Review No new version of the Android mobile operating system has been quite so eagerly awaited as v4.0 or Ice Cream Sandwich as it’s more colourfully known. The reason is not hard to explain: Android has streaked ahead of iOS in the bums-on-seats stakes but there is still the feeling that the user interface lacks the polish and grace of Apple’s mobile platform.
Homescreen and Honeycomb-style blue border show when moving icons
ICS is also charged with unifying Android’s look and feel across both phones and tablets and those devices likes the Samsung Galaxy Note that are a little bit of each. You could say that ICS is what v3.0 Honeycomb would have been had Google not rushed it out to try to compete with Apple’s iPad.
Let’s start with the looks. You’d have to be blind not to see that in terms of design, with its Honeycomb-like theme, ICS is a quantum leap forward over previous incarnations of Android. Taking inspiration from iOS and WinPho 7, the UI is now replete with visually pleasing animations that give the impression that the UI is alive to your touch. This new look is most obvious when adding or removing home screen items.
Folder contents and resizeable widgets
This process is now accompanied by the appearance of blue border lines and icon corner markers, just as it is in Honeycomb. Sadly you can no longer add things with a simple long-press on the screen but only from the app tray which now also scrolls into a widget catalogue.

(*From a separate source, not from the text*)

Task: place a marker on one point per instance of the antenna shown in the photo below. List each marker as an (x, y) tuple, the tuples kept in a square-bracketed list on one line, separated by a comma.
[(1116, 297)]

Once you’ve found and placed your widgets ICS now lets you re-size them, a major step forward and the Honeycomb feature I welcome the most. With the screen now playing host to a row of virtual system buttons – as well as a five-button dock – you need to get used to the complete absence of fascia controls, be they touch sensitive or physical.
Settings and networking
Aesthetically, this will make for much cleaner handset designs with a higher screen-to-phone size ratio but it makes me wonder how ICS will look on existing handsets that already have fascia buttons. The traditional Android search/menu/home/back buttons have been replaced with a Honeycomb-style offering of back, home and running apps. The search bar is now a fixed widget present on all your home screens.